Pierre Boilley is a French historian and ethnographer, known for his focus on sub-Saharan Africa, particularly the Tuaregs. He was the director of the Center for African World Studies and is currently the director of the Institut des mondes africains.

== Early life ==
Boilley was born in 1957 to a father who was an accountant and a mother who was a nurse. After spending his primary and secondary schooling at the Lycée Carnot, he obtained a scientific baccalauréat and enrolled in biology at Jussieu Campus. Disappointed by the courses offered, he transferred to the University of Nanterre to study history. He obtained a DEUG in history in 1976, and completed his thesis in 1978 under Philippe Vigier about 1800s-era French newspaper La Democratie Pacifique. At the end of his studies, he climbed Mount Kilimanjaro. His travels across Africa made him love the continent.

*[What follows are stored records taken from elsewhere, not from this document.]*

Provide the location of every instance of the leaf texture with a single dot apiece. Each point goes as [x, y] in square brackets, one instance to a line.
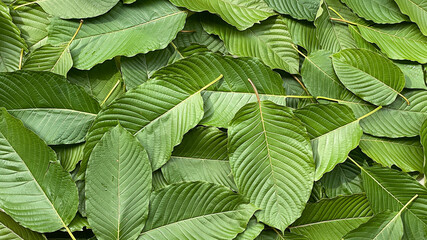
[97, 40]
[333, 131]
[331, 219]
[118, 186]
[201, 156]
[269, 41]
[206, 211]
[34, 184]
[267, 141]
[60, 113]
[369, 75]
[240, 13]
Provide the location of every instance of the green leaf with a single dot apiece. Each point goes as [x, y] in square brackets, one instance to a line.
[297, 9]
[384, 190]
[271, 159]
[333, 132]
[32, 21]
[399, 119]
[369, 75]
[331, 219]
[138, 69]
[76, 8]
[57, 111]
[69, 155]
[378, 11]
[103, 82]
[56, 59]
[206, 211]
[118, 186]
[417, 12]
[96, 42]
[384, 226]
[269, 41]
[253, 229]
[201, 156]
[405, 153]
[240, 13]
[333, 36]
[391, 38]
[11, 230]
[11, 42]
[33, 181]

Upon returning to France, Boilley earned a certificate in car mechanics and enrolled in Tamasheq classes at INALCO to earn a degree in the language. His goal was to be independent in communication and traveling to prepare for his next journey to the Sahara. He had bought a Peugeot 404 for the occasion. He made several trips to sub-Saharan Africa, where he gained a knowledge of local cultures.

== Academic career ==
Back in France, he taught for a while in secondary schools, before going back to school to finish his history degree. He obtained a DEA in 1989, and wrote a dissertation on the history of the Sahara under Catherine Coquery-Vidrovitch. In 1997, he defended a thesis titled "The Kel Adagh: A century of dependencies, from the capture of Timbuktu (1893) to the National Pact (1992)", still under the supervision of Coquery-Vidrovitch. He then became a professor at the University of Paris VII before becoming a tenured professor at the University of Paris I, where he took over the laboratory "Mutation africaines dans la longues durée". When the lab joined the Center for African World Studies (CEAf), he became the director of the CEAf. Boilley then spearheaded the merger of the CEAf and another lab. He became the director of the Institut des mondes africains in 2014, and then founded the Scientific Interest Group on Africa.

Boilley participated in and organized several reactions to Nicolas Sarkozy's Dakar speech. He was cited in numerous media appearances during the Northern Mali conflict as a result of the Tuareg rebellion of 2012.